Catalunya : la justice européenne ouvre la porte à l’amnistie
Une loi négociée avec les partis indépendantistes
Catalunya : la justice européenne ouvre la porte à l’amnistie
La Cour de justice de l’Union européenne, qui veille à l’application du droit de l’Union et à l’uniformité de son interprétation sur le territoire de l’Union, a tranché. Le droit de l’Union ne s’oppose pas à la loi d’amnistie espagnole pour la normalisation de la situation en Catalogne.
Une loi négociée avec les partis indépendantistes
Le 10 juin 2024, le Parlement espagnol a adopté une loi d’amnistie à des fins de normalisation institutionnelle, politique et sociale en Catalogne. Ont été déclarés amnistiés les actes générateurs de responsabilité pénale, administrative ou en matière de deniers publics, accomplis dans le cadre du référendum illégal d’autodétermination de la Catalogne du 1er octobre 2017 ainsi que ceux ayant été accomplis dans le contexte du processus indépendantiste catalan. Le texte ayant été adopté visait notamment à réduire des tensions institutionnelles et politiques ainsi qu’à faciliter un scénario de réconciliation en imposant aux juridictions nationales l’adoption d’une décision d’extinction de la responsabilité dans un délai maximal de deux mois ; en prévoyant l’absence de poursuites pour des infractions terroristes commises dans le seul contexte particulier du mouvement en faveur de l’indépendance de la Catalogne. Cette loi avait été négociée par les partis indépendantistes Junts per Catalunya (Ensemble pour la Catalogne) et Esquerra Republicana de Catalunya (Gauche républicaine catalane) en échange de leur soutien à l’investiture du socialiste Pedro Sánchez comme Premier ministre.

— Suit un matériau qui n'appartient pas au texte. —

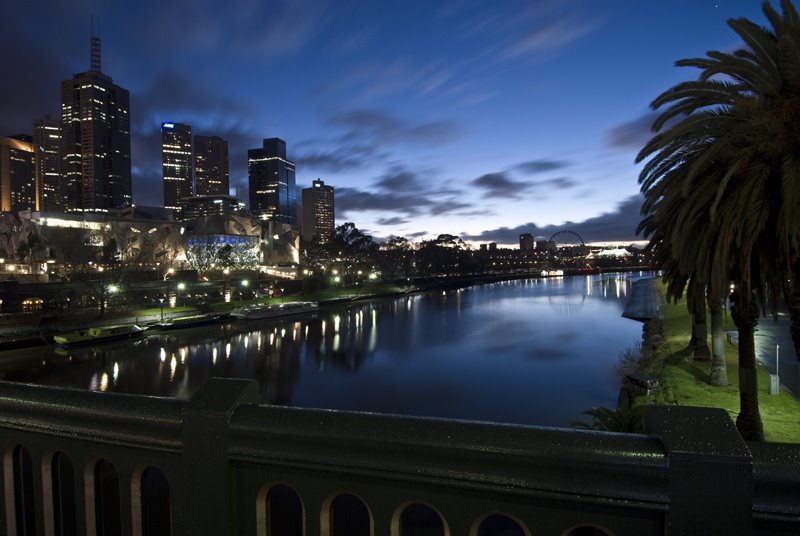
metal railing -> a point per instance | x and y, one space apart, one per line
81 462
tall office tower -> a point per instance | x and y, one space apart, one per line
271 177
17 180
176 159
210 166
95 140
47 159
318 213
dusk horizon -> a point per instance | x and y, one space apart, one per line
469 120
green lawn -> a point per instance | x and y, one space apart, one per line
685 382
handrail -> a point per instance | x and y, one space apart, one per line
691 473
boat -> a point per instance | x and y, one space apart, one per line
258 311
182 322
98 334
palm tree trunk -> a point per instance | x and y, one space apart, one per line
696 302
719 368
745 315
794 307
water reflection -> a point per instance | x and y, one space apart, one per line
530 351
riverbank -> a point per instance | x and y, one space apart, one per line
685 382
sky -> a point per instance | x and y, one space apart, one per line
480 119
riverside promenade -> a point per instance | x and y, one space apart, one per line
775 333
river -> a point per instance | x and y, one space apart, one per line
531 351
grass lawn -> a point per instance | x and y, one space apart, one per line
685 382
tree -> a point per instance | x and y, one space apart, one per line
396 258
728 148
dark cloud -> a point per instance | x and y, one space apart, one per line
617 226
399 180
539 166
384 127
499 185
635 134
559 183
337 155
173 95
392 221
352 200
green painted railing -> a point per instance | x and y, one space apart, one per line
80 462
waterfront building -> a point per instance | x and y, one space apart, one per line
318 213
272 184
526 242
17 178
47 163
211 169
176 160
95 140
199 206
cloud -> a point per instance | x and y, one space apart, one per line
385 127
392 221
499 185
548 39
633 134
533 167
617 226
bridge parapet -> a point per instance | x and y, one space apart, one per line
224 463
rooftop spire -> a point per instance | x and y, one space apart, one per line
95 49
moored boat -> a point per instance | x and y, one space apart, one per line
182 322
260 311
98 334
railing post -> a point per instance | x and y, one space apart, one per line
208 492
710 470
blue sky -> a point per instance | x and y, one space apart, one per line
482 119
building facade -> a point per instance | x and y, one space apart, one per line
47 163
17 179
176 161
211 169
272 184
200 206
318 213
95 140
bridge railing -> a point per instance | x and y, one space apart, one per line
80 462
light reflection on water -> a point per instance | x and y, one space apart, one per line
536 351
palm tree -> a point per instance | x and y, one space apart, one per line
732 155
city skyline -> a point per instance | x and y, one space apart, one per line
461 118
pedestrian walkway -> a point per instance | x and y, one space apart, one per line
771 338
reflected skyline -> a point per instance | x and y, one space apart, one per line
533 351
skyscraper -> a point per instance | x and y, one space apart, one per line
47 159
318 213
210 165
17 183
271 177
95 140
176 159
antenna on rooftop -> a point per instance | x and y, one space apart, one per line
95 49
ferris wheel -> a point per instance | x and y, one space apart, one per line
567 239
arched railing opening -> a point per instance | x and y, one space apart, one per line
107 517
62 477
500 525
349 516
284 512
420 519
23 491
588 530
156 512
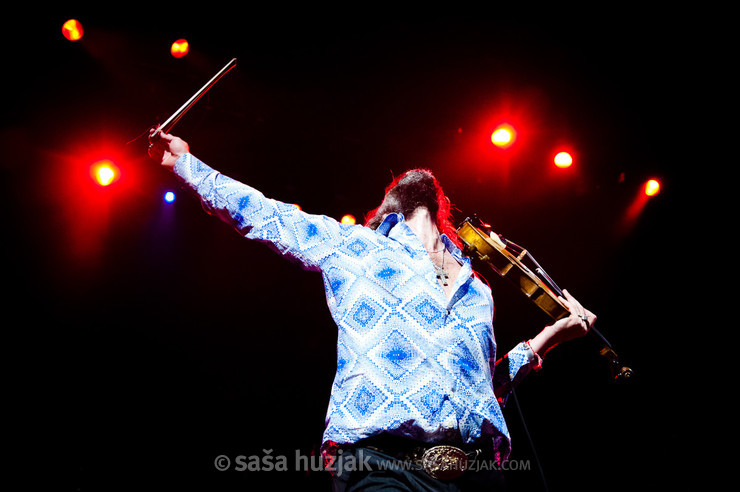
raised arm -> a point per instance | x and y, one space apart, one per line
304 237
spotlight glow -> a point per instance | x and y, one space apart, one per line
652 187
348 219
503 136
104 172
180 48
72 30
563 160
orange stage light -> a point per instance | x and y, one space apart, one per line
104 172
652 187
503 136
563 160
180 48
72 30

Pas d’opposition à l’amnistie
La Cour constitutionnelle espagnole a déclaré la loi d’amnistie conforme à la Constitution espagnole (arrêt du 26 juin 2025). La Cour centrale et la Cour des comptes espagnoles, leurs magistrats étant plutôt favorables à la droite espagnole opposée l’amnistie, ont alors agi pour retarder l’application. Elles ont déclaré douter de la compatibilité de la loi d’amnistie avec le droit de l’Union européenne et, en conséquence, ont saisi la Cour de justice de l’Union européenne de questions préjudicielles (procédure de renvoi préjudiciel). La Cour de justice de l’Union européenne, siégeant en grande chambre, a dernièrement jugé que le droit de l’Union ne s’oppose pas à la loi d’amnistie : car cette loi ne peut engendrer des problèmes d’une portée telle qu’ils présentent un caractère systémique susceptible de compromettre le bon fonctionnement du système judiciaire national dans les domaines couverts par le droit de l’Union ; car cette loi respecte l’effet utile de la directive européenne sur la lutte contre le terrorisme ; car cette loi ne porte pas atteinte aux intérêts financiers de l’Union européenne.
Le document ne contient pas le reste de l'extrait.